In contrast, the diligent person has already been practicing and using knowledge and information useful to themselves and society. When they are called upon to demonstrate what they know, there is no great effort that is needed. They simply express themselves for who they have become as diligent students and practitioners of their craft.
It is this latter kind of student that we seek to develop. It is these kinds of values that we seek to promote. It is for this reason that we have tried to outline some areas of the “test prep” industry which are exceedingly inadequate. But how can the industry better deliver its values?
One core issue we have identified is that there is a mismatch between the importance of tests in our children’s lives and the meager dedication of practicing personnel in this industry. Let’ start with a story. Several years ago, I was purchasing the latest “innovations” in some popular test prep books at Barnes and Noble. The cashier looked at my intended “stow” and commented “I tried to get a job teaching this — just the math — but they would not let me until I scored 770 or better — it did not matter to them that I have my master’s in electrical engineering from Stanford.” Apparently, an advanced degree from a prestigious institution did not help this older fellow much to demonstrate mastery of the SAT mathematics sections— even after he got some “practice” with review books. Indeed, I wonder how many math professors at U.C. Berkeley would score above 770 on the math section if they tried without preparing. The industry screens instructors by unidimensional criteria, SAT score, without much consideration of other aspects. The most troubling point here is that the cashier with years of experiences in practicing quantitative skills and a sincere intention to teach math was denied the opportunity.
In the same way college admissions consultants need to take seriously the demands of their craft, a good test-prep firm must value things that are critical, novel and useful for the development of character-focused success. As such, they must also create an environment that is staffed by holistically oriented professional instructors. These kinds of instructors are career path members of a flourishing educational community — not gig performers for hire. As such their compensation is commensurate with their status and expertise. A positive reinforcement cycle instills meaning into their work, which in turn motivates them to better help our children. Meaning will transcend test-prep and make learning a real possibility through a firm’s contribution to the test-prep industry as those who teach our children to refocus on education from a holistic perspective.
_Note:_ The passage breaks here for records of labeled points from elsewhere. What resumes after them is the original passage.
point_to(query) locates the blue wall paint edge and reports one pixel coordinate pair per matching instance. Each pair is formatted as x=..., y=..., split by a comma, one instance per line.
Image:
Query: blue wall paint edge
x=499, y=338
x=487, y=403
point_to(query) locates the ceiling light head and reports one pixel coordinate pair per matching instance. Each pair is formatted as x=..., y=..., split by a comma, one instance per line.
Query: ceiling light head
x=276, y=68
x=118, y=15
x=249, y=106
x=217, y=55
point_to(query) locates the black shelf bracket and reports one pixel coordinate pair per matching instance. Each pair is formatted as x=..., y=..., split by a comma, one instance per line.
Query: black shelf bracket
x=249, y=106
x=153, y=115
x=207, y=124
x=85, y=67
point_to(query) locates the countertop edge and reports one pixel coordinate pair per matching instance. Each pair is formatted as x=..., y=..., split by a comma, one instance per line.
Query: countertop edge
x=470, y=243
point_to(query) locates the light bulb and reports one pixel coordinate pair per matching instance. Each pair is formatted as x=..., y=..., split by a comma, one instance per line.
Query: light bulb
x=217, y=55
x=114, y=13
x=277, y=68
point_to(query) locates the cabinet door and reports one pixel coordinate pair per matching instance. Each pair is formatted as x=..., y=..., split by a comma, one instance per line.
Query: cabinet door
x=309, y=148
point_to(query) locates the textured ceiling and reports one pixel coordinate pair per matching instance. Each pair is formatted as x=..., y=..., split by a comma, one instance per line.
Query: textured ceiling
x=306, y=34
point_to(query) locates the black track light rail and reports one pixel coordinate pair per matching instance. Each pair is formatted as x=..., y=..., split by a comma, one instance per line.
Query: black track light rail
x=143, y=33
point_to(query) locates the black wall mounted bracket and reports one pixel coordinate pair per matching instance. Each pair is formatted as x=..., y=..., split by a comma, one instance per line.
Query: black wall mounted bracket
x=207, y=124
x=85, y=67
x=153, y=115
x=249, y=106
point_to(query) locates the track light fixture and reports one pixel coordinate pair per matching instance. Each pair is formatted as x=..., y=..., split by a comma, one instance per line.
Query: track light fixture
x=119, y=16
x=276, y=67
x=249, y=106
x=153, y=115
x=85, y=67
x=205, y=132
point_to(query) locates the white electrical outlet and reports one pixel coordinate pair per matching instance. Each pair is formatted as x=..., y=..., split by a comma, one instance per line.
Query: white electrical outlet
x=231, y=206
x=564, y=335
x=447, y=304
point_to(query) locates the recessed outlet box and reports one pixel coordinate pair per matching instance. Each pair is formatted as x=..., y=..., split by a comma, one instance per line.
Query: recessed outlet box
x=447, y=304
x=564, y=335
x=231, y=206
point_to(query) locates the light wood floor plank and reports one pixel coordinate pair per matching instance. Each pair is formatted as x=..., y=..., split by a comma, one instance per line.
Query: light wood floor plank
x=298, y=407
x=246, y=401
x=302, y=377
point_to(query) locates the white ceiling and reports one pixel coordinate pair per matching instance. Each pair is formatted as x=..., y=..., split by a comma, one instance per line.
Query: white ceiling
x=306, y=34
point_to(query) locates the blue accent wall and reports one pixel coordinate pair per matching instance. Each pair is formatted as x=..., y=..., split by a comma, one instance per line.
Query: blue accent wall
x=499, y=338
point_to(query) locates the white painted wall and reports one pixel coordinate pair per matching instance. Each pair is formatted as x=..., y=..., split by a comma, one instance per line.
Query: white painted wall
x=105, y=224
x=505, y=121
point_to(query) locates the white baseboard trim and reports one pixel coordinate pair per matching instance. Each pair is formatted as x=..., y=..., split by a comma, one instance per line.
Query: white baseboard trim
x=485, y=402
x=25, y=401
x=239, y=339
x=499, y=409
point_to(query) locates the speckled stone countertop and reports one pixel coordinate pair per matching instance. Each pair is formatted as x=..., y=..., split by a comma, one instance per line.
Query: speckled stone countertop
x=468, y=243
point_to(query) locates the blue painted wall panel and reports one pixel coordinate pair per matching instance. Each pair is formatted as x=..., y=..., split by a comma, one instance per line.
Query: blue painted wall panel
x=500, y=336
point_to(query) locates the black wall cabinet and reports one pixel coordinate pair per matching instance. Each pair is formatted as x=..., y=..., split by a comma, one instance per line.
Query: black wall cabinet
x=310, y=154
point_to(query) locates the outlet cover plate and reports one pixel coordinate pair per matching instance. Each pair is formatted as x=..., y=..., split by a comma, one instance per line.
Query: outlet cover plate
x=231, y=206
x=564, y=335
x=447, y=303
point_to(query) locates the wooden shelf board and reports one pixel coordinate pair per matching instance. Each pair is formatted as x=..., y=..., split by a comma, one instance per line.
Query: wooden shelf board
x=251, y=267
Our instructors have the chance to help our kids think more about what they need to learn, who they may want to be, and how they can develop themselves. As parents, we will get the most out of this holistic “angel” if the test-prep industry can be changed. This is not a business plan, but more a critical analysis of the industry that shall guide how we will conduct ourselves in test-prep and tutoring. In closing this discussion, we want to say that all these issues we discussed above are the very reasons why we believe BEEC must address these issues as a provider of services within this industry. As President Obama chanted in his campaign: “Change we can believe in”, we also desire to bring about meaningful, useful and respectable changes in this industry which we all can indeed believe in. Yes, with all the preparation and thoughts we put into our service design, we believe that — “Yes, we can”.